With this plus the weather model announcement. I’m curious what people think about the meta question on why corporate labs like Google DeepMind etc seem to make more progress on big problems than academia?
There are a lot of critiques about academia. In particular that it’s so grant obsessed you have to stay focused on your next grant all the time. This environment doesnt seem to reward solving big problems but paper production to prove the last grant did something. Yet ostensibly we fund fundamental public research precisely for fundamental changes. The reality seems to be the traditional funding model create incremental progress within existing paradigms.
I can only speak for the weather models (since it is in my domain). The answer is that the issues are much more engineering and scaling/infra issues than theoretical issues, and google is good at engineering (or attracts people that are).
Where exactly do you think the idea for a quantum computer came from in the first place?
I did quantum computing research in university. We did meaningful work and published meaningful research.
Around 50% of our time was spent working in Overleaf making small improvements to old projects so that we could submit to some new journal or call-for-papers. We were always doing peer review or getting peer reviewed.

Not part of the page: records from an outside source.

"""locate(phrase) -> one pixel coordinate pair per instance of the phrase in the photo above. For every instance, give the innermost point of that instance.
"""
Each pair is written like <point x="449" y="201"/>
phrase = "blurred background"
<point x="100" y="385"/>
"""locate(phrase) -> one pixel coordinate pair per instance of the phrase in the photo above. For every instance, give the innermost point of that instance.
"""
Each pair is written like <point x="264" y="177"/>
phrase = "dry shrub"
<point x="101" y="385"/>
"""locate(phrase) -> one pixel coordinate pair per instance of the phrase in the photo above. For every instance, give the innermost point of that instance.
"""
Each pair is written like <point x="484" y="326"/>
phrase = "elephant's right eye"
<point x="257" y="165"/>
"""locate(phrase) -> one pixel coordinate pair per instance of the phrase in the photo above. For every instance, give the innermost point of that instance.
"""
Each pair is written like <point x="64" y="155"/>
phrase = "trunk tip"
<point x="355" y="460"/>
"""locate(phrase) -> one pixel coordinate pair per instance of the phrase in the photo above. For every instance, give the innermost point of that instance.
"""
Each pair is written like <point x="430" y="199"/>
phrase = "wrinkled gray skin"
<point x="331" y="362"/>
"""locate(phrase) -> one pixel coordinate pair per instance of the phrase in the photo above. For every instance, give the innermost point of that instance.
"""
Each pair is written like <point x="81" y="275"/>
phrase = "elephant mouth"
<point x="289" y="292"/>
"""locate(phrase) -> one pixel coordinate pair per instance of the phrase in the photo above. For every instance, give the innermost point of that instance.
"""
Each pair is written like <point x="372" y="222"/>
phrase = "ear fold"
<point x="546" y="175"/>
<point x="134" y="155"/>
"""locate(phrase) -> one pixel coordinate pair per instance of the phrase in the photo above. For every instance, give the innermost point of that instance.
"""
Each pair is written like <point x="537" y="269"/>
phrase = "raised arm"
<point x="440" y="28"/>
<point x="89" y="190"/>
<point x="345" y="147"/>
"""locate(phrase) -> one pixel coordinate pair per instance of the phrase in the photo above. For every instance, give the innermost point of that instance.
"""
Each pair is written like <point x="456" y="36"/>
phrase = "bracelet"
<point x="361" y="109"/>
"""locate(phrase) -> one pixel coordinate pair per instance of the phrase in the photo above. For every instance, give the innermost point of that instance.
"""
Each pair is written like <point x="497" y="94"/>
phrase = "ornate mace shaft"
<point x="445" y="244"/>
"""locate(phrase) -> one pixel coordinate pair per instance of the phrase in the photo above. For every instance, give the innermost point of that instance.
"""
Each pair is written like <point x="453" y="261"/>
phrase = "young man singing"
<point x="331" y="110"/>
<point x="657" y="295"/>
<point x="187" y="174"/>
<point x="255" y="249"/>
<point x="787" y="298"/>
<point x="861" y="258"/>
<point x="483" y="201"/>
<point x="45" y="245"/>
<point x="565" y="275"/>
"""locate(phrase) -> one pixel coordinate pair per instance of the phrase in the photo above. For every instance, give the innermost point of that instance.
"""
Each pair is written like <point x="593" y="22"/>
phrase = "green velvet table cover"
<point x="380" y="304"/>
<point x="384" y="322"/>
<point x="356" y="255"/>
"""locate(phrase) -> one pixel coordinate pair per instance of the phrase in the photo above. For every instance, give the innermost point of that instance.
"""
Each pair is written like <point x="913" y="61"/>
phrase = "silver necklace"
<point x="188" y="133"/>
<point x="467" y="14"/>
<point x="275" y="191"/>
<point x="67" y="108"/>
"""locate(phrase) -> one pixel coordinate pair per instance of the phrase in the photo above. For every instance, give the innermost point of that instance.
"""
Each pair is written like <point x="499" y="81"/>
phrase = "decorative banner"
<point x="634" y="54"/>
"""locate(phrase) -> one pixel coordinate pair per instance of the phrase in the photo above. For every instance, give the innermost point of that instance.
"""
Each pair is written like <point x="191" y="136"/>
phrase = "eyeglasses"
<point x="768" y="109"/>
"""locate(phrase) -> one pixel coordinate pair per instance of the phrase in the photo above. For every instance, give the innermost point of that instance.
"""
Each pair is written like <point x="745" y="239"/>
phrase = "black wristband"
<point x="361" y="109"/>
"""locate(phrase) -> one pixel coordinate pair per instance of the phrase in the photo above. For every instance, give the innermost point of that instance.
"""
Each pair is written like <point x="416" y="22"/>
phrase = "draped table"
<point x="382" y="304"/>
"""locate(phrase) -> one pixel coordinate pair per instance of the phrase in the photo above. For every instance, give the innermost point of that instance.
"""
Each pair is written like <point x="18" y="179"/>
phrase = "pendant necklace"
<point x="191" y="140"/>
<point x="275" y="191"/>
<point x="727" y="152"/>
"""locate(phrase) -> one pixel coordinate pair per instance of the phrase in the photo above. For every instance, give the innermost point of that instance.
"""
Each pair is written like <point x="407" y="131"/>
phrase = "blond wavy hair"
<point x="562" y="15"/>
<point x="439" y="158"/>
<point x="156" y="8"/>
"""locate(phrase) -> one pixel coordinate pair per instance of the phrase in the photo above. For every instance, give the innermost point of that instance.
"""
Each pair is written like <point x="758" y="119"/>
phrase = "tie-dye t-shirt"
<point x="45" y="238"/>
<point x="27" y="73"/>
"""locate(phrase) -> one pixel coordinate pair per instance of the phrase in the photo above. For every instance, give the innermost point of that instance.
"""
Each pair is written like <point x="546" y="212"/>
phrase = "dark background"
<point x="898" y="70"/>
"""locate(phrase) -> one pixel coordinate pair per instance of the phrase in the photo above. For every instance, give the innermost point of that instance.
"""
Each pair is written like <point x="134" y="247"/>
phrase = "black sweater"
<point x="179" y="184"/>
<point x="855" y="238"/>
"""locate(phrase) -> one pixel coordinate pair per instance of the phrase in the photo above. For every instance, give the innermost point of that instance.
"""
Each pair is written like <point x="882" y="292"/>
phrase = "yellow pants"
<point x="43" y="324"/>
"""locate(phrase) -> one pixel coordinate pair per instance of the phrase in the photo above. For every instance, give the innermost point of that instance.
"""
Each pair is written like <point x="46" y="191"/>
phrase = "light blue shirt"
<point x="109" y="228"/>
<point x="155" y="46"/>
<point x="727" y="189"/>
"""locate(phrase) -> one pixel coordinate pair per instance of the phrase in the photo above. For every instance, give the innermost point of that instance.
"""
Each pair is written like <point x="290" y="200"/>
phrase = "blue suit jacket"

We were working with a lot of 3rd-party tools (e.g. FPGAs, IBM Q, etc). And our team was constantly churning due to people getting their degrees and leaving, people getting too busy with coursework, and people deciding they just weren't interested anymore.
Compare that to the corporate labs: They have a fully proprietary ecosystem. The people who developed that ecosystem are often the ones doing research on/with it. They aren't taking time off of their ideas to handle peer-review processes. They aren't taking time off to handle unrelated coursework. Their researchers don't graduate and start looking for professor positions at other universities.
It's not surprising in the slightest that the corporate labs do better. They're more focused and better suited for long-term research.